When evaluating AI applications, we often look at things like tool calls, parameters, or individual model responses. While this span-level evaluation is useful, it doesn’t always capture the bigger picture of a user’s experience. That’s where session-level evaluations come in.
In this post, we’ll walk through how to run session-level evaluations using the Arize Python SDK. We’ll cover what sessions are, why they matter, and how you can implement them in your own workflow.
You can try it yourself by running our notebook tutorial and signing up for a free Arize AX account. We also have a video walkthrough below that covers this concept by building and evaluating an AI tutor.
What Does a Session Mean In the Context of AI and Agent Engineering?
A session is a collection of related traces tied together by a session ID. Instead of evaluating a single tool call or LLM output, sessions give you a holistic view of multi-turn interactions.
Think of a chatbot:
- Each user message and chatbot response can be represented as a trace.
- Every span within those traces is tagged with the same session ID.
- Together, these traces form a session, representing the entire conversation.
This grouping allows us to ask questions like:
- Did the chatbot help the user reach their goal?
- Was the information accurate across the conversation?
- Did the user show signs of frustration?

Getting Started
How To Set Up Sessions in Code
When instrumenting your code you’ll want to attach session or user IDs to your spans. This allows Arize to handle the collection and concatenation of spans into sessions.
You can do this with OpenInference Instrumentation and span attributes:
- using_session: Group spans by a session ID.
- using_user: Group all traces from a specific user ID.
- using_attributes: Combine both spans based on session and/or user IDs.
Preparing Data for Evaluation
Arize AX’s Export Client allows you to pull spans into a DataFrame.
From there, you can:
- Collapse spans into a single row per session using the session ID.
- Separate user messages from AI messages.
- Sort everything by time to preserve conversational flow.
This prepares the data for evaluation templates.
Running Session-Level Evaluations
With your session DataFrame ready, you can evaluate across conversations using LLM-as-a-judge templates.
Some common evaluation types include:
- Session Correctness – Checks whether responses are factual, conceptually accurate, and relevant to the user’s question.
- Session Frustration – Detects whether the user expressed confusion or dissatisfaction.
- Session Goal Achievement – Evaluates whether the user reached their intended outcome by the end of the session.
Logging Evaluations Back to Arize AX
After running evaluations in code, you can log results back to Arize for visualization and further analysis.

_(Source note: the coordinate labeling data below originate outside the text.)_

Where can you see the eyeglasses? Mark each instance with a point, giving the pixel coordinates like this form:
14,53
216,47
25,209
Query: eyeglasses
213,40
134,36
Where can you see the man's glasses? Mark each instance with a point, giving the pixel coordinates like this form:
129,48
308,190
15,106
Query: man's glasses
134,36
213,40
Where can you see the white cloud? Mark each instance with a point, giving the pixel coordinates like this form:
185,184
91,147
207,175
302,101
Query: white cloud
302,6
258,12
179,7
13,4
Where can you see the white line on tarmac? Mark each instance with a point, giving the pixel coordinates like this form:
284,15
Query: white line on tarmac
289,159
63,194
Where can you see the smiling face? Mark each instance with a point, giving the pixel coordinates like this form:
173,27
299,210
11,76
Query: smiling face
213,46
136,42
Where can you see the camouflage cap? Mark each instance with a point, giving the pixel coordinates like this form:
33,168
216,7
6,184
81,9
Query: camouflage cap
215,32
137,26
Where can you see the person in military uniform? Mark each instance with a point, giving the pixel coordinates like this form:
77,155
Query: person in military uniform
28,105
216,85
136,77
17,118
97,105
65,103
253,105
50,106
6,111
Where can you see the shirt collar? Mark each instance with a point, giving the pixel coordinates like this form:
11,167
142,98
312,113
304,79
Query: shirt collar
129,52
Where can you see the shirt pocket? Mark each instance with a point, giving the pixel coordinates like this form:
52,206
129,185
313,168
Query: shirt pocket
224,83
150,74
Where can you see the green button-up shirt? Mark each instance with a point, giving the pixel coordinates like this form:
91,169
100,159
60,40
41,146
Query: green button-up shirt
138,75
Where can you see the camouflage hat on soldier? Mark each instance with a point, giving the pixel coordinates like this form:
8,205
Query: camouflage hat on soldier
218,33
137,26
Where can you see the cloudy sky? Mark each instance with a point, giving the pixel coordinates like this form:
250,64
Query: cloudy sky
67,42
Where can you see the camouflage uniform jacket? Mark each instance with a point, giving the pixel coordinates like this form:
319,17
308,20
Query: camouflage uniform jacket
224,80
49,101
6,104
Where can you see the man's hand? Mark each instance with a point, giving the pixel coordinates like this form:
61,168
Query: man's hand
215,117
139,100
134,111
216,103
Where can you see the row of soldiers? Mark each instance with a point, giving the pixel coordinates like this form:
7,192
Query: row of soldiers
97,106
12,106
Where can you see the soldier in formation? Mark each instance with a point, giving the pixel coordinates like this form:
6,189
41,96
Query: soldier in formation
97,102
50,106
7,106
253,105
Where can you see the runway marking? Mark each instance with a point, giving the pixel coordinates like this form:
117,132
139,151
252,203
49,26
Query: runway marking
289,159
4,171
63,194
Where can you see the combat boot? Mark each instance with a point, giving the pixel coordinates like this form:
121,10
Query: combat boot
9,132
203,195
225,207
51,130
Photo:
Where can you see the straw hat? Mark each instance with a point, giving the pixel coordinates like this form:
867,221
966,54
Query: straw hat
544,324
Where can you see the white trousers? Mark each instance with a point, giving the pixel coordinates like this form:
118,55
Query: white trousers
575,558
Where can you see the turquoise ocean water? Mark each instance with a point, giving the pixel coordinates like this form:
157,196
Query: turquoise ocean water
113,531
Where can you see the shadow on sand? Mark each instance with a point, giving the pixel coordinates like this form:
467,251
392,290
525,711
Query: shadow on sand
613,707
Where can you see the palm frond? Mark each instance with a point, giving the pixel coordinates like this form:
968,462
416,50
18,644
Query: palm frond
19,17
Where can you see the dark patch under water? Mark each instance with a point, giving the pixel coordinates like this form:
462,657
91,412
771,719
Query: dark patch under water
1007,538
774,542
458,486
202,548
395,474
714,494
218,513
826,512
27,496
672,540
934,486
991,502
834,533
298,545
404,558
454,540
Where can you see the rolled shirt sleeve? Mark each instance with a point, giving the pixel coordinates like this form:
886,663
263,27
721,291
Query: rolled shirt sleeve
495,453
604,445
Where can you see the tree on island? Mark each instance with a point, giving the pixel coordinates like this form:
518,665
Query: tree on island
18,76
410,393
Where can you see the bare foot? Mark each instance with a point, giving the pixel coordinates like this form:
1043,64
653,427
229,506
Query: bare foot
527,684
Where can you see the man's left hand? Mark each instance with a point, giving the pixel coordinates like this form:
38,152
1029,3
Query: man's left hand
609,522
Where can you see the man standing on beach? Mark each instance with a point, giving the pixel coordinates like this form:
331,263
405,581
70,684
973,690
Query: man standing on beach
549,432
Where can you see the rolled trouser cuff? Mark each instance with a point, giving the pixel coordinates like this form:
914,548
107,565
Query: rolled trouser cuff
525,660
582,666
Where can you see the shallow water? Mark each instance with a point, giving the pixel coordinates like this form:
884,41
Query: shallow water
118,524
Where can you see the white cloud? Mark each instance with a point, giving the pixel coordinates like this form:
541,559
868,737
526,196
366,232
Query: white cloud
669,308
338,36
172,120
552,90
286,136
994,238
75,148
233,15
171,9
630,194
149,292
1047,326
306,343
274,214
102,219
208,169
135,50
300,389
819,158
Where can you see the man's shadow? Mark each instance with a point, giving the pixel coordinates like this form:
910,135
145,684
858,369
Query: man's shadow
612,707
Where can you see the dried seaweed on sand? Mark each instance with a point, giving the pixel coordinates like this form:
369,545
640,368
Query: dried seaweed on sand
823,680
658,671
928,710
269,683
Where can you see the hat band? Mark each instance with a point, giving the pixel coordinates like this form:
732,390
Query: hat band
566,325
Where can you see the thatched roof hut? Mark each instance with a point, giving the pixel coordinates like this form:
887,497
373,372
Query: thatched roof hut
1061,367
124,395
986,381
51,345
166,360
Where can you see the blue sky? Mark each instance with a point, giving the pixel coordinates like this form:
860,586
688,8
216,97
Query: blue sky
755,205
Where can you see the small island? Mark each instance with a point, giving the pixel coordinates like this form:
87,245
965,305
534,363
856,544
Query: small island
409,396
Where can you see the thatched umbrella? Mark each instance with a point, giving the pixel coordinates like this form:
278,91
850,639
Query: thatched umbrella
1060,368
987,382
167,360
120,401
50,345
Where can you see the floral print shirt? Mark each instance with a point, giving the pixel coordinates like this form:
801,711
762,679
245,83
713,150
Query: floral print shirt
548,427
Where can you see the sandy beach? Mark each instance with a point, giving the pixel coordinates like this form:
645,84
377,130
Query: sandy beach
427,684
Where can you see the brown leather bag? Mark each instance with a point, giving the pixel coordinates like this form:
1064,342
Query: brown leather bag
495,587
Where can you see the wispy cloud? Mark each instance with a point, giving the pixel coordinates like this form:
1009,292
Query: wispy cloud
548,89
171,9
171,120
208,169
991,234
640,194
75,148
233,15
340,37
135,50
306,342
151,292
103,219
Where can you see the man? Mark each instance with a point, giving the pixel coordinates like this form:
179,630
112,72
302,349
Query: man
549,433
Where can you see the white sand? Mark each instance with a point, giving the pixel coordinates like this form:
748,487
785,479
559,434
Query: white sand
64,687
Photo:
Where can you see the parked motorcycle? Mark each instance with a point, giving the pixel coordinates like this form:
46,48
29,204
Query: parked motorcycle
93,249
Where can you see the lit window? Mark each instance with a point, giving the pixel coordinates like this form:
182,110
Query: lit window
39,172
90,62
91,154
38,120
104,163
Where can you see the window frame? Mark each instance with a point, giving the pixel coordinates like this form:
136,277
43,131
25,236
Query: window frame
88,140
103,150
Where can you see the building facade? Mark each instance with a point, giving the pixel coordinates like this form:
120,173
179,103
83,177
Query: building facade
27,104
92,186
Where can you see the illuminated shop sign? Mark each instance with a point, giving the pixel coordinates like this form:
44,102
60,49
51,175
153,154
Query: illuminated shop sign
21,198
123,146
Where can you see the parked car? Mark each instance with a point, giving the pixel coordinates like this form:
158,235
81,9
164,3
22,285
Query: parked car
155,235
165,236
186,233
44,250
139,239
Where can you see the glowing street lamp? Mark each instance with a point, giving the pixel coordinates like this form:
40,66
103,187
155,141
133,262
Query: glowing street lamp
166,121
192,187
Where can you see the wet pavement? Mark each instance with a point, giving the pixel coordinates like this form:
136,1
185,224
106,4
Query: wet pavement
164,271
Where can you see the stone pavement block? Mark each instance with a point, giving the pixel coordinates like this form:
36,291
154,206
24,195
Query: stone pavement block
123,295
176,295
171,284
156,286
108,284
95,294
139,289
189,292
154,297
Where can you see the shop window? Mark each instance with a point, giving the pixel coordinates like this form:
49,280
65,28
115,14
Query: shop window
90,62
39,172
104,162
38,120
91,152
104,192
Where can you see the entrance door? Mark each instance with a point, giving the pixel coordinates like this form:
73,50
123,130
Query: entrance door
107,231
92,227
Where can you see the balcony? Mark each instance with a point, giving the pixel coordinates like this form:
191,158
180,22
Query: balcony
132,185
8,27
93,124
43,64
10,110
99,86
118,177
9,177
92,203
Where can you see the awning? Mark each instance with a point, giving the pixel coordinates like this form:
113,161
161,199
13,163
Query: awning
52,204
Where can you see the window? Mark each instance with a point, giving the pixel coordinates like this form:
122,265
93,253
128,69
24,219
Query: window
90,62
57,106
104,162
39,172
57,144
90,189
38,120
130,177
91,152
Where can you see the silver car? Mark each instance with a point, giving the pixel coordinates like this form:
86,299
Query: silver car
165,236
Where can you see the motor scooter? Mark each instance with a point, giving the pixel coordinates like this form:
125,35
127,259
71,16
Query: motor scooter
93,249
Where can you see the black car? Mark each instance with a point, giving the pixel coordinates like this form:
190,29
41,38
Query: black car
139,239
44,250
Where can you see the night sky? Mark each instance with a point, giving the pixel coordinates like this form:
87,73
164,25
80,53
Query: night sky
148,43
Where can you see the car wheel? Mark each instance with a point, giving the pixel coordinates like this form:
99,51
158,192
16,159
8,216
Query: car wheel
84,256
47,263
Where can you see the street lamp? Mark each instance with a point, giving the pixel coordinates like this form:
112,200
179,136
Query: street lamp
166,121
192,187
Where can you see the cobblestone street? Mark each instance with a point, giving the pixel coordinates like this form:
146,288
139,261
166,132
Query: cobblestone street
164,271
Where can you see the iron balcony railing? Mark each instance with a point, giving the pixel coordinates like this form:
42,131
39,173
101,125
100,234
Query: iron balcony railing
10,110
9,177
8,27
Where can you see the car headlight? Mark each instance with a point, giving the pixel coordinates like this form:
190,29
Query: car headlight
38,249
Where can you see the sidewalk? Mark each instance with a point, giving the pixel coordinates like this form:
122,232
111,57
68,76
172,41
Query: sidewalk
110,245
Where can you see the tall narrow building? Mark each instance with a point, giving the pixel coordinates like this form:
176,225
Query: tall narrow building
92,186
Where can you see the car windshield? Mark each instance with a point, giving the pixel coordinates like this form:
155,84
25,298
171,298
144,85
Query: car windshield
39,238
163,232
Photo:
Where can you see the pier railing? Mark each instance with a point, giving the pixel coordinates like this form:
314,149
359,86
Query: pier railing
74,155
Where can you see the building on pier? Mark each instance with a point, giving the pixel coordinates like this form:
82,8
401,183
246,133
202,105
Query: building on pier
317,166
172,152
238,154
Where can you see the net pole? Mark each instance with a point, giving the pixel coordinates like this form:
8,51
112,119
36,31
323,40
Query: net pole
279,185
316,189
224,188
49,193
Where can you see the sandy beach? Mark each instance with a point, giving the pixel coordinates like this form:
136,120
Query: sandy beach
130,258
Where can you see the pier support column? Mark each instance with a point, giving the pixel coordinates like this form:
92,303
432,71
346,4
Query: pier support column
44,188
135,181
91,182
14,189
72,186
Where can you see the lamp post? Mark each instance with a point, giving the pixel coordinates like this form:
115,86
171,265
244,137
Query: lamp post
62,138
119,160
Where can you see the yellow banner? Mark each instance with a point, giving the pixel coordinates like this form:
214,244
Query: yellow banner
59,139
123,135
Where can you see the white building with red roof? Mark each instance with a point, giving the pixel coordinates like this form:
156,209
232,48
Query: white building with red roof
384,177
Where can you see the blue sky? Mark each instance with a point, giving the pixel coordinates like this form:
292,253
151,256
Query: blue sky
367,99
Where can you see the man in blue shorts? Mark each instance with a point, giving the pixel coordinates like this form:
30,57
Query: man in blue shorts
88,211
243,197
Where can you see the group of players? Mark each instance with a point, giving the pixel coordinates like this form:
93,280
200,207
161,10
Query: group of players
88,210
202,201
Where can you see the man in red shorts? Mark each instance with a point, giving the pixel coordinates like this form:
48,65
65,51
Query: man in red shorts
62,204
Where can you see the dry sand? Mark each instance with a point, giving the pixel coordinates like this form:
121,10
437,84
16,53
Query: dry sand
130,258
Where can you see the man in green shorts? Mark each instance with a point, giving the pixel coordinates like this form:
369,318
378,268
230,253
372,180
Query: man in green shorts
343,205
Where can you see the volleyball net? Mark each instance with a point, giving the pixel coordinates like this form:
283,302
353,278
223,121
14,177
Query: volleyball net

Arize attaches evaluation results to each session, making it easy to explore:
- Which sessions were unsuccessful
- Where users expressed frustration
- How the model performed across multiple turns
From here, you can filter sessions by outcome to further your development process.

Why Session-Level Evaluations Matter
Span-level checks help you debug at the micro level, but session-level evaluations capture the user’s end-to-end experience. By combining both span and session evaluations, you get a more complete view of your AI system’s performance.
With Arize and the Python SDK, it’s straightforward to group spans into sessions, run evaluations, and log results back to the UI for analysis.